Rome is set to show off its ancient glory in a swathe of old and new museums centred on the Capitol Hill.
"It will be a new Louvre," said Mayor Walter Veltroni, announcing the plans.
The little-known but richly attractive Museum of Roman History - currently off the tourist map in the Mussolini-built suburb EUR - is to move into a municipal building on the edge of the Circus Maximus.
The museum's much-admired collection of artefacts and scale model of ancient Rome will be joined, Veltroni said, by "other prestigious pieces" like the fragments of the Forma Urbis Severiana, a marble plan of the city sculpted under Emperor Septimius Severus (146-211 AD).
Never-seen treasures from storehouses, such as the ancient jewels of the Crepereia Trifena collection, tomb adornments and ivory dolls, will be moved into the new showcase.
To complete its attractions, Veltroni said the site on Via dei Cerchi would also house a multimedia museum of ancient Rome, where visitors will be able to take cyberspace tours of the city that ruled the world.

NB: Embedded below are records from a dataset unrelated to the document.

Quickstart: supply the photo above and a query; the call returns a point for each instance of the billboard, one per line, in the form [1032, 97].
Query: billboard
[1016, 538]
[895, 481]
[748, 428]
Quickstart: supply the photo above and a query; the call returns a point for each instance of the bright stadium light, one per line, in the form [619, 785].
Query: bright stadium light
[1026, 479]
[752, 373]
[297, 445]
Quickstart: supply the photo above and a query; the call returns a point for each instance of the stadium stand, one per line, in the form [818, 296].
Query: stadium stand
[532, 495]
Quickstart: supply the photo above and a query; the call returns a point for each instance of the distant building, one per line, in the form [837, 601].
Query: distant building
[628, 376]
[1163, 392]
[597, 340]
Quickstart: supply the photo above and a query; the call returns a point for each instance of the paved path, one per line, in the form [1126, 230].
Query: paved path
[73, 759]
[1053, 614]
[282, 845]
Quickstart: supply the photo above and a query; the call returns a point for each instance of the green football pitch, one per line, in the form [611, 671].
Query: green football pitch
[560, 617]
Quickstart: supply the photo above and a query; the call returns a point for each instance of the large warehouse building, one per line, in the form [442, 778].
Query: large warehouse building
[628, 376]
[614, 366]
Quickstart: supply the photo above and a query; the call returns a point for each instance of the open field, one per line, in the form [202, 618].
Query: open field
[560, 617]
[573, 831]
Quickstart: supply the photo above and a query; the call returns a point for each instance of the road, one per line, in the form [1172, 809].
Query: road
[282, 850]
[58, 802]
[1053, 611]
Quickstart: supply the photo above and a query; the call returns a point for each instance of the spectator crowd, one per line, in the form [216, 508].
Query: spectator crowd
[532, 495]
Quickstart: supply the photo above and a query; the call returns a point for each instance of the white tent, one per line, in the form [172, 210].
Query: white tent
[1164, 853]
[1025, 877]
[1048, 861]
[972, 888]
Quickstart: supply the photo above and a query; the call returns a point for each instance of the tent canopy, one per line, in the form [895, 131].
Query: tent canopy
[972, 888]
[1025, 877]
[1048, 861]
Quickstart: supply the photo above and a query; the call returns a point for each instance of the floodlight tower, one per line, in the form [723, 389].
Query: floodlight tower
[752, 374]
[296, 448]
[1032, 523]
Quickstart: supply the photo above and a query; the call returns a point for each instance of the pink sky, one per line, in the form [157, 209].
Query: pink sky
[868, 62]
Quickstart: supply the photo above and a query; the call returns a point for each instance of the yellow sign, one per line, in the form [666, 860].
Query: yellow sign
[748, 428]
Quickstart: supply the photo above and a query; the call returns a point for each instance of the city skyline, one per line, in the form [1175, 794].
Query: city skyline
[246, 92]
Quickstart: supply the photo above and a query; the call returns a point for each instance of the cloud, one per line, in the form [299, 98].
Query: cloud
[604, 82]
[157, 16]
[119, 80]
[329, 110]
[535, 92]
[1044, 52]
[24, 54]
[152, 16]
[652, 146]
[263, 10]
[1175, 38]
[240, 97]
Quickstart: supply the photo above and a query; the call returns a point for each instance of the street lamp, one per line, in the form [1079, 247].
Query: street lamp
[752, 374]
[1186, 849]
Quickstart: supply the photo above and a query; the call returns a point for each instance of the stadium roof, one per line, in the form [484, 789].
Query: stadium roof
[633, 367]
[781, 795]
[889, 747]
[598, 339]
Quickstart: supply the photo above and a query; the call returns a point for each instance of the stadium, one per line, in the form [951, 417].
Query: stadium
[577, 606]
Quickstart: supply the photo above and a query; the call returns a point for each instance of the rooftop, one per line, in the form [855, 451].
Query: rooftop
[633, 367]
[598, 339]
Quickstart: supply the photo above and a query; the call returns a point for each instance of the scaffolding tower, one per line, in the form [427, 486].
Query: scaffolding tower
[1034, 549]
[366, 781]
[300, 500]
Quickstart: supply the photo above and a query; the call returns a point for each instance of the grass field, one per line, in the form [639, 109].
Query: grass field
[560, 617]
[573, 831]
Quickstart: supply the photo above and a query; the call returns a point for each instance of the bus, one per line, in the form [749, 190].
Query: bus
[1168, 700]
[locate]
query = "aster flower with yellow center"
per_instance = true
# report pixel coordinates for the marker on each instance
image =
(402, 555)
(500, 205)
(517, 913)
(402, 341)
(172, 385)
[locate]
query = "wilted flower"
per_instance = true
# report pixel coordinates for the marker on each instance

The newly refurbished Capitol Museums - on the old and new hub of Rome, the Capitol Hill - will form the centre of the new web of exhibition spaces, Veltroni said.
On the other side of the Capitol from the Circus Maximus, in Trajan's Markets, the new Museum of the Imperial Forums will complete the art-lovers' mecca, he said.
This will be the first piece of the jigsaw to open, in October, he said.
The museum will house a wealth of artefacts found in recent digs in the forums, Rome Cultural Heritage Superintendent Eugenio La Rocca said.
There will be statues of Dacians conquered by Hadrian in 101-106 AD, a set of splendid pillars in human form, called caryatids, from the Forum of Augustus, as well as a series of medieval ceramics among the ruins.
"The total area of the sites and buildings will measure 61,000 square metres," Veltroni said, "compared to the 70,000 of the Louvre".
The new exhibition network will be called The Great Capitol, he said.